Le **Réseau géofractal** est la forme précise qui tient l’ensemble. C’est une carte vivante faite de nœuds et de passages, de retours et de seuils, qui se déploie par échelles. Ici, je reste au plus près, dans la couche hyperlocale, là où tout commence par un geste. La cohérence vient de cette règle simple : je relie le lieu, le corps, et une trace partageable. Le réseau grandit ensuite, plus tard, en gardant la même grammaire.
Ce volume s’inscrit dans mon univers narratif, L’Autre Version de l’Histoire.

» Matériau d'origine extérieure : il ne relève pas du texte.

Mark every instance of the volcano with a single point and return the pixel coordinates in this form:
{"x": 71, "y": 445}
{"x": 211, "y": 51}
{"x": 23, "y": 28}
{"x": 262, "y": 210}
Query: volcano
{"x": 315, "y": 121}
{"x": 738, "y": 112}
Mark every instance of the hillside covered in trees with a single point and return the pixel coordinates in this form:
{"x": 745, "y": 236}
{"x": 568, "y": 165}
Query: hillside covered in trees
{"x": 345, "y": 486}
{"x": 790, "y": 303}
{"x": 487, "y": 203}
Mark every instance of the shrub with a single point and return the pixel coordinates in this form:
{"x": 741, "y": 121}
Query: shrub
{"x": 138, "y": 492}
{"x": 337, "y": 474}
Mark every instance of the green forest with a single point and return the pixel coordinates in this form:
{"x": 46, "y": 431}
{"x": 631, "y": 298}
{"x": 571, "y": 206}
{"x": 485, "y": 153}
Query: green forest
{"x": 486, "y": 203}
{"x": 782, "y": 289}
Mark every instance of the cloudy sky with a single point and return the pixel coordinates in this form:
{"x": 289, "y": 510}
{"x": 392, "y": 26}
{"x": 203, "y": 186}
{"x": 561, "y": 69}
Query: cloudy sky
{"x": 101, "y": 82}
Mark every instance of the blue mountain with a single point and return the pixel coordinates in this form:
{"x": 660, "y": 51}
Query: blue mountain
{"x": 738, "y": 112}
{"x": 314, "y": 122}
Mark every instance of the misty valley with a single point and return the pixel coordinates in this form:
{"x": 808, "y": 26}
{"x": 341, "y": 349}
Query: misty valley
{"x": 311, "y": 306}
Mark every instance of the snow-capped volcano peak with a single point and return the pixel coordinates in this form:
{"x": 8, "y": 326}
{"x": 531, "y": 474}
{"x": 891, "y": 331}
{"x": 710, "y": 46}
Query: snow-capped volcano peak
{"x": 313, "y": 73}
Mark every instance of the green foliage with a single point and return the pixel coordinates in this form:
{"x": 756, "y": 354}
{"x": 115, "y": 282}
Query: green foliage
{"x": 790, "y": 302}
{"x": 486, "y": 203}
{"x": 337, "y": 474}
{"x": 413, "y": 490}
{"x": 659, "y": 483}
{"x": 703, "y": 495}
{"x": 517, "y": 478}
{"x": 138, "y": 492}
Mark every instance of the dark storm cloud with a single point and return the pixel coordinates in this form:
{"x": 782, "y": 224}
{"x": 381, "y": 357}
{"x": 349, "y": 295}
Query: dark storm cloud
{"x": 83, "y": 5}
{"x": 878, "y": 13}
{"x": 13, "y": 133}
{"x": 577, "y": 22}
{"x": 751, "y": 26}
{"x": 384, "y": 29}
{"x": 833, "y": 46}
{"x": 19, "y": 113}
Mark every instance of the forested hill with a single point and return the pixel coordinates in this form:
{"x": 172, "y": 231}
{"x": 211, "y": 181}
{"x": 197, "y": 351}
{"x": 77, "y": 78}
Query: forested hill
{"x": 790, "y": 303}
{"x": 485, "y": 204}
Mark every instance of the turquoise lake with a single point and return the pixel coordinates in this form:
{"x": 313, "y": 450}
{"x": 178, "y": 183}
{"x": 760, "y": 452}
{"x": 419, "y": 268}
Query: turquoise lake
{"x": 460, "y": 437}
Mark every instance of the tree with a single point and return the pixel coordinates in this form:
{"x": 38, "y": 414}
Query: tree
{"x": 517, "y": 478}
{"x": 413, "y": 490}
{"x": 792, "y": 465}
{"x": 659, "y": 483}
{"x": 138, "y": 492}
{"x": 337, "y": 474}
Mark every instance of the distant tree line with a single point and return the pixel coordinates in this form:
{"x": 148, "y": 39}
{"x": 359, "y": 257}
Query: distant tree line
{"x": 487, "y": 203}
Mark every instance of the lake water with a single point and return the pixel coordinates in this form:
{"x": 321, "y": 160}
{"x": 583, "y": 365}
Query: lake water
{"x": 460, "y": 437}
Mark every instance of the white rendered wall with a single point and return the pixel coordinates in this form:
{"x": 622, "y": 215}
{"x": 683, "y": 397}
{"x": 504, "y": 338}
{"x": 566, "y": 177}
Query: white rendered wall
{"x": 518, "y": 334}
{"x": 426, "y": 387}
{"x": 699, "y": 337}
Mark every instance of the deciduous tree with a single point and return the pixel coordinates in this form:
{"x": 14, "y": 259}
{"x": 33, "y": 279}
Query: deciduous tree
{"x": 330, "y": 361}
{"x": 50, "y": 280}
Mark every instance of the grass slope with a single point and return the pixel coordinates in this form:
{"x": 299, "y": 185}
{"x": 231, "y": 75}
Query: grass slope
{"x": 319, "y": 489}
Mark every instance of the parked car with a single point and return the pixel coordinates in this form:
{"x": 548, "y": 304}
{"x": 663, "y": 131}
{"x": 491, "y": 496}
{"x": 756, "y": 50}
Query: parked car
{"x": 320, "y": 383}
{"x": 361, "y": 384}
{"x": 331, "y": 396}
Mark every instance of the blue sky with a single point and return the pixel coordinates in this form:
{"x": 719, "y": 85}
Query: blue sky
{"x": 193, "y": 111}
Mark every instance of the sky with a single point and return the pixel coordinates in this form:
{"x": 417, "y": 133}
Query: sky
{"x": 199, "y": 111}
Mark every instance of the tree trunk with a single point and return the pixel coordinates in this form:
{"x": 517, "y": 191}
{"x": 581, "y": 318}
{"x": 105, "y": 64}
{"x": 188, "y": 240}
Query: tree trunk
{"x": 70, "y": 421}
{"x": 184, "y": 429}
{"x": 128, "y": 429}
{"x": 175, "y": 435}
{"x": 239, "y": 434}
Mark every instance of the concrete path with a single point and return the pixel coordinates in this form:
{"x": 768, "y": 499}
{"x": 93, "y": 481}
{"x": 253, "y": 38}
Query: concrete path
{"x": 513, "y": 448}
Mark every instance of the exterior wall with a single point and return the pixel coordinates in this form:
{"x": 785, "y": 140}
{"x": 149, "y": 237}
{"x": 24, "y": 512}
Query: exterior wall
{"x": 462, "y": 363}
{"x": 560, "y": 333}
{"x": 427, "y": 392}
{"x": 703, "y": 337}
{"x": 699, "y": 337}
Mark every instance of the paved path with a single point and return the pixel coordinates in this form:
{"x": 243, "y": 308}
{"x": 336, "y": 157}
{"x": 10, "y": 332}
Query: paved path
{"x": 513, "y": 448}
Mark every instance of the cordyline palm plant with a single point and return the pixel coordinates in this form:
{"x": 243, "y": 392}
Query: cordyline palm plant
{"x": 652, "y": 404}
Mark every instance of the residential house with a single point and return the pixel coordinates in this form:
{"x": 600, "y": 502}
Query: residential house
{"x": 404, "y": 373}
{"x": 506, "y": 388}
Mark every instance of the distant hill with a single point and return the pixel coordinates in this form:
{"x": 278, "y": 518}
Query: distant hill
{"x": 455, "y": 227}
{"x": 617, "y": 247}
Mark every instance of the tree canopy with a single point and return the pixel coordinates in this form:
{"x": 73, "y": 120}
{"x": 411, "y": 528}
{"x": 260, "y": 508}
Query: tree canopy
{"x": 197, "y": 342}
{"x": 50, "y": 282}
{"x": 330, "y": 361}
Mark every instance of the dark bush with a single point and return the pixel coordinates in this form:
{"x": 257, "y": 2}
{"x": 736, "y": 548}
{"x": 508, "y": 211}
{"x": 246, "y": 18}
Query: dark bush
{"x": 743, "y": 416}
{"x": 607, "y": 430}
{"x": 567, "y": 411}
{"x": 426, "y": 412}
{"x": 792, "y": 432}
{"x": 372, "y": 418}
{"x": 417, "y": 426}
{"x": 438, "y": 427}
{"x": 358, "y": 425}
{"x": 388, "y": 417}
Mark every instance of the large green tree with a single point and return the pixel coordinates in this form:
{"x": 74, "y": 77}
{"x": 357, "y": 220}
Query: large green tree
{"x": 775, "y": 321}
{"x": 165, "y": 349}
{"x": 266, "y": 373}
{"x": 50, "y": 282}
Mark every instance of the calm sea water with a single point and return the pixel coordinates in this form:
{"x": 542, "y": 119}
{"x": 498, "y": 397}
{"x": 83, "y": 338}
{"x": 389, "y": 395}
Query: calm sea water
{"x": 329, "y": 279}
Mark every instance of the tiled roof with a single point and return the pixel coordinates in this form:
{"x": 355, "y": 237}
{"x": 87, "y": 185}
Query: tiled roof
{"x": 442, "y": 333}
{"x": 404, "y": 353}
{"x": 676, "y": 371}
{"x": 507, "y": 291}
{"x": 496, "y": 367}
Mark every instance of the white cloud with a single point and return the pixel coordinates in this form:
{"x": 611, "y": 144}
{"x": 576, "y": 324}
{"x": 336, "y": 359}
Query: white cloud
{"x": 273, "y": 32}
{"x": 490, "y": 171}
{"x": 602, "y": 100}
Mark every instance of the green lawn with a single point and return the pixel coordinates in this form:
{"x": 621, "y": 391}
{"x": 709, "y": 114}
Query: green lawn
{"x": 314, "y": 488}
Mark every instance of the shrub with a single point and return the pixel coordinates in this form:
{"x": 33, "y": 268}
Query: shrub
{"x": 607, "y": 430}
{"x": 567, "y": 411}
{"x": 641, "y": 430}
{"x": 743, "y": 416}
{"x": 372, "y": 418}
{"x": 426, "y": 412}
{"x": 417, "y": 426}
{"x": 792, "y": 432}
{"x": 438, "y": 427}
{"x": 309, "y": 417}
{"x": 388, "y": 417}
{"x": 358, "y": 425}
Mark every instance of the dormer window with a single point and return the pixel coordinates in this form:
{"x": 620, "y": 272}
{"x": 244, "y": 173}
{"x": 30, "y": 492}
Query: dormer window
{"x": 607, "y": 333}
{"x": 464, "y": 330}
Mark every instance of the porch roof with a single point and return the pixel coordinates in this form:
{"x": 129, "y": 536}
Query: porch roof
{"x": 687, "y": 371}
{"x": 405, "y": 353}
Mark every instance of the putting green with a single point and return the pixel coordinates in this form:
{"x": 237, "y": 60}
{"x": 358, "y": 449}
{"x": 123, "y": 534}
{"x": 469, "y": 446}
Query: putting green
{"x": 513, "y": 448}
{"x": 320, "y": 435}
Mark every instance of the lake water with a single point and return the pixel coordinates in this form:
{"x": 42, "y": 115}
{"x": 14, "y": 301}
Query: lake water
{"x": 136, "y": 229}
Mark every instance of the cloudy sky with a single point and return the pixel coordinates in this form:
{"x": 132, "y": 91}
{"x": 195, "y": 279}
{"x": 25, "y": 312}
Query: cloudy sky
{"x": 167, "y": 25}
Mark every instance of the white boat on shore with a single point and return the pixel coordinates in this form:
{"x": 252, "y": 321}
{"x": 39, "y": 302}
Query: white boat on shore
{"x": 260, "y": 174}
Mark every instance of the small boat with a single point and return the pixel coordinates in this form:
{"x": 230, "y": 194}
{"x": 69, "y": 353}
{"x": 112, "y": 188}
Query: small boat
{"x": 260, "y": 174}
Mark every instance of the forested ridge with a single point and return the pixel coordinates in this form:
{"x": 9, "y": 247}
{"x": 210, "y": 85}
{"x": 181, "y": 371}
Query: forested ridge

Le roman fonctionne par strates, par indices, par lieux-structures qui reviennent et se transforment. Karsaka est l’un de ces lieux. Ce que je collecte sur le terrain devient une archive du récit, une preuve sensible, un point d’appui pour une scène future. Selon l’angle, on peut entrer par l’écoute, par la carte, par la radio, par le texte, tout en retrouvant la même onde.
Radio du Futur agit comme l’antenne de cette exploration. J’y laisse passer des fragments : messages courts, traces d’atelier, captures de terrain, notes de transmission. Rien n’est didactique. Je propose une expérience. Une profondeur accessible, faite de détails concrets, de retours, de variations, de silence utile. Une magie de présence, ancrée dans la matière, ouverte à l’imaginaire.
Géo-fractal Hyperlocal, c’est mon premier cercle. Un endroit réduit, une intensité maximale. Je m’y tiens pour que l’onde prenne, pour que la suite ait un sol. Si tu écoutes, tu entres dans une première couche du réseau : celle où un simple geste suffit à ouvrir une histoire.